He went downstairs and poured himself a large Bushmills. He made up a gin and tonic for his wife and set it on the kitchen table. They could be late for dinner. This was more important. After five minutes he heard Karen’s heels click along the hall.

‘Have a seat before we go out,’ Spender said calmly. ‘I’m not cross with you. It’s those frigging cops. They cost me thousands . . . cost
us
thousands, shutting down the site for most of last week. If they have their way they’ll do it again. All over some wee hood that no one gives a damn about.’

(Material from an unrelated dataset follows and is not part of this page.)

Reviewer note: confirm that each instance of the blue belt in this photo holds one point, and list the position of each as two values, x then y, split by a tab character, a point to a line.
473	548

He got Karen to talk him through the conversation with Ward. She told him about Phillip, about the drugs, the stealing, the fact he’d been gone for over a year. She told him about the black book, the one with the numbers. The one he had taken off her when she showed it to him.

‘Is that everything?’ Spender asked. Her eyes shifted.

‘He wanted to know where you were the Sunday night the boy was killed.’

‘I was here. You know that.’

‘That’s what I told him.’

Spender sensed there was more.

‘You were up late though.’

‘I’m up late most nights.’

‘Well, I was in bed. Asleep. But I thought I heard the car leave.’

‘No, you didn’t. I was working downstairs until three in the morning, getting figures ready for the accountant. Busting my balls, Karen, so you can go to dinner parties in frigging Yves Saint Laurent dresses.’

Spender felt the heat rising in him again. How could she be so stupid? The word ‘divorce’ popped into his head, as it did most weeks. He dismissed it. His solicitor had run out the numbers, twice now, on how much it would cost. It was cheaper to keep her around, keep her in haircuts and designer dresses. He could always get his kicks elsewhere.

‘How do you think all this gets paid for, Karen? The house, the new kitchen – that wee coupé you’re driving out there? I work for it. Me.
I
make it happen. Do you want it all to suddenly vanish? Are you that frigging stupid?’

Spender’s wife slowly shook her head. Her husband drained his glass.

‘They’re just trying to stir things up. They come out here, see we’re doing all right for ourselves and they want to have a go at us, try to take it all away.’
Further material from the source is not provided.